Quelles sanctions en cas de manquement aux obligations de transparence ?
Un manquement aux obligations des fournisseurs et déployeurs, article 50 inclus, expose à une amende administrative pouvant atteindre 15 millions d'euros ou 3 % du chiffre d'affaires annuel mondial total, le montant le plus élevé étant retenu. Pour les PME et les jeunes entreprises, c'est en principe le plus faible des deux plafonds qui s'applique. Les pratiques interdites de l'article 5 relèvent d'un étage supérieur, jusqu'à 35 millions d'euros ou 7 %. En France, le contrôle de l'article 50 revient à la DGCCRF et à l'Arcom, selon le type de contenu concerné.
Des CGU générées en ligne ont-elles une valeur juridique ?
Oui, sous réserve d'être exactes et acceptées. Un document généré à partir d'un questionnaire a exactement la même valeur que celui rédigé de la main d'un juriste : ce qui compte est son contenu et son opposabilité, pas son mode de production. Les conditions générales doivent être portées à la connaissance du client avant la conclusion du contrat et faire l'objet d'une acceptation traçable, une case à cocher non pré-remplie par exemple. Un document dont les champs auraient été remplis à la légère ou laissés incohérents perdra en revanche toute utilité devant un juge.
Dans quel format télécharger ses documents mis à jour ?
Les documents générés sur Captain.Legal se téléchargent au format Word et au format PDF. Le format Word sert aux ajustements internes, à l'insertion de clauses négociées avec un client ou à l'adaptation d'une charte graphique. Le PDF sert à la diffusion et à l'archivage, parce qu'il fige le contenu et facilite la preuve de la version applicable à une date donnée. Pour un document appelé à évoluer au rythme des échéances réglementaires, conserver les deux formats de chaque version successive constitue la méthode la plus simple de reconstituer un historique.
Quel délai pour se conformer au marquage des contenus générés ?
Le marquage technique lisible par machine relève de l'article 50, paragraphe 2, et pèse sur le fournisseur du système génératif. Les systèmes déjà mis sur le marché de l'Union avant le 2 août 2026 bénéficient d'une transition jusqu'au 2 décembre 2026. Ceux mis sur le marché à compter du 2 août 2026 s'y conforment sans délai. Cette transition ne couvre ni l'information de l'utilisateur face à un chatbot, ni la révélation des hypertrucages par le déployeur, qui sont exigibles depuis le 2 août 2026 sans période de grâce.
Faut-il modifier sa politique de confidentialité à cause du règlement IA ?
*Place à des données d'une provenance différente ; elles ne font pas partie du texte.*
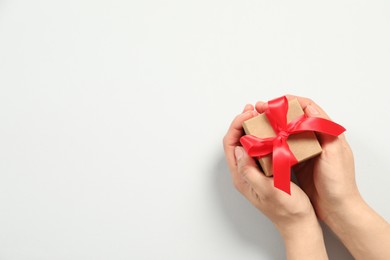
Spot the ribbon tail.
[290,117,345,136]
[272,140,297,195]
[240,135,275,158]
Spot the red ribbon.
[240,96,345,194]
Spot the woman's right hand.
[256,96,390,259]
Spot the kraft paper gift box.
[243,99,322,176]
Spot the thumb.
[234,146,269,191]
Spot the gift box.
[243,99,322,176]
[240,96,345,194]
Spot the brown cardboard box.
[242,99,322,176]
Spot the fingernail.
[234,146,244,161]
[306,105,320,115]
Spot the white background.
[0,0,390,260]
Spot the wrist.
[323,194,370,232]
[280,214,328,260]
[277,211,322,241]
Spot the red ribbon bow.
[240,96,345,194]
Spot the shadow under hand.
[213,155,285,259]
[213,155,354,260]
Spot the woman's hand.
[223,105,327,259]
[256,96,390,260]
[256,95,360,222]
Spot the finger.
[298,99,345,144]
[242,104,254,113]
[223,110,258,174]
[234,146,273,194]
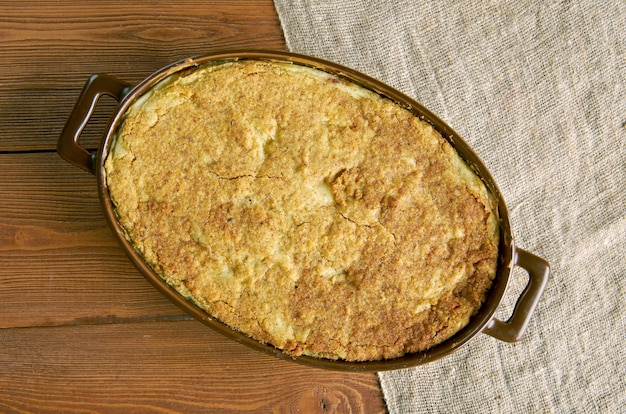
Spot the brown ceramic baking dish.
[57,50,550,371]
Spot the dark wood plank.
[0,153,184,328]
[0,0,384,413]
[0,321,384,413]
[0,0,285,152]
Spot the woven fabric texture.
[275,0,626,413]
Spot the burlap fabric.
[275,0,626,413]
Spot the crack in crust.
[105,61,498,361]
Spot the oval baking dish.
[57,51,550,371]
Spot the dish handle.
[482,249,550,342]
[57,74,131,174]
Le règlement IA et le RGPD sont deux textes distincts, mais ils se croisent dès qu'un système d'IA traite des données personnelles. Les conversations enregistrées avec un assistant, les images de personnes soumises à un outil génératif, les prompts contenant des informations clients relèvent tous du RGPD. Une politique de confidentialité conforme au RGPD doit donc mentionner ces traitements, leur finalité, leur base légale et leur durée de conservation. La mention de transparence exigée par l'article 50 vient en complément et ne s'y substitue jamais.